JWT Decoder
Decode JWT tokens to inspect header, payload, and expiry.
About the JWT Decoder
The JWT Decoder parses any JSON Web Token and displays the decoded header, payload, and expiry status in a readable format. Paste a JWT to instantly inspect every claim — including the issuer (iss), subject (sub), audience (aud), and expiration time (exp). The tool highlights whether the token is currently valid or expired.
JSON Web Tokens (JWTs) are a compact, self-contained format for transmitting authentication and authorization information. A JWT consists of three Base64URL-encoded parts separated by dots: the header (algorithm and token type), the payload (claims), and the signature. They are widely used in OAuth 2.0, OpenID Connect, and REST API authentication flows.
Important: this tool only decodes a JWT — it does not verify the cryptographic signature. The header and payload are readable by anyone who has the token; only the signature verification requires the secret key. Your token is never sent to any server — all decoding runs locally in your browser.
Frequently Asked Questions
What is a JWT?
A JSON Web Token (JWT) is a compact, URL-safe token format for transmitting claims between parties.
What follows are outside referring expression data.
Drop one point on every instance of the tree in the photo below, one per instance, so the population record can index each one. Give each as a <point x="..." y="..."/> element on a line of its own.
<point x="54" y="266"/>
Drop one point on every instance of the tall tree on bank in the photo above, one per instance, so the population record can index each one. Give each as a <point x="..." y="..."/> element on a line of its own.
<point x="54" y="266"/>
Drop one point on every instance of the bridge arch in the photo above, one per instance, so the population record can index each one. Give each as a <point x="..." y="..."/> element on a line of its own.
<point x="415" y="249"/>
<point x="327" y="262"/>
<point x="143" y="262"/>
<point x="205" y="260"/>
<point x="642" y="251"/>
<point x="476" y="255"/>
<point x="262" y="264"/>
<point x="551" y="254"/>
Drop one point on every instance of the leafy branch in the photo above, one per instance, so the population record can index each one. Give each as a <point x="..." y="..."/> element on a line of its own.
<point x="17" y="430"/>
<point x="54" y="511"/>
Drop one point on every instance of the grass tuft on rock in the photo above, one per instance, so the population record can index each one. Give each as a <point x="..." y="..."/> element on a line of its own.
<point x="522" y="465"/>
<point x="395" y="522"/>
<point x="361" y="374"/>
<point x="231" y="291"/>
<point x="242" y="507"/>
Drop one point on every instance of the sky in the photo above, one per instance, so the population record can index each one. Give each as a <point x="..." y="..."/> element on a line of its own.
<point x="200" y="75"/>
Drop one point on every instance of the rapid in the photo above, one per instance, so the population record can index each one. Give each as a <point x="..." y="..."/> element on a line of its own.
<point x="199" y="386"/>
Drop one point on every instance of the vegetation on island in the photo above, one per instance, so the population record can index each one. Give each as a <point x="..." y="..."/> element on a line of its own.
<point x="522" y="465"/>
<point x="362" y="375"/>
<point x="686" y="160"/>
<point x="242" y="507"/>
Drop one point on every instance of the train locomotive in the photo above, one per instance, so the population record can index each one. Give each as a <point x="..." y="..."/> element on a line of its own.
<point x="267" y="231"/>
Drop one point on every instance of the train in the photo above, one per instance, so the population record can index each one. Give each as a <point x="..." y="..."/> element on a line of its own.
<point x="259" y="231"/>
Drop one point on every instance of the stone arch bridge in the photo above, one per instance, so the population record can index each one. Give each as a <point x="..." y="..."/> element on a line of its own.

It consists of three Base64URL-encoded parts separated by dots: header.payload.signature. JWTs are used for authentication and authorization in web applications and APIs.
What does a JWT contain?
The header contains the signing algorithm (e.g., HS256, RS256) and token type. The payload contains claims: standard ones like sub (subject), iss (issuer), exp (expiration), and iat (issued at), plus any custom claims your application adds.
Is it safe to decode JWTs publicly?
Decoding is safe — the header and payload are just Base64URL-encoded, not encrypted. Anyone with a JWT can read its contents. This is by design: JWTs are verified via the signature, not concealed. Never put sensitive secrets in a JWT payload.
What does the exp claim mean?
The exp claim is the expiration time — a Unix timestamp (seconds since epoch) after which the token should not be accepted. This tool compares exp against the current time and highlights whether the token is still valid or has expired.
What is the difference between HS256 and RS256?
HS256 (HMAC-SHA256) uses a single shared secret key for both signing and verification — simpler but requires sharing the secret. RS256 (RSA-SHA256) uses a private key to sign and a public key to verify — more secure for distributed systems since verifiers only need the public key.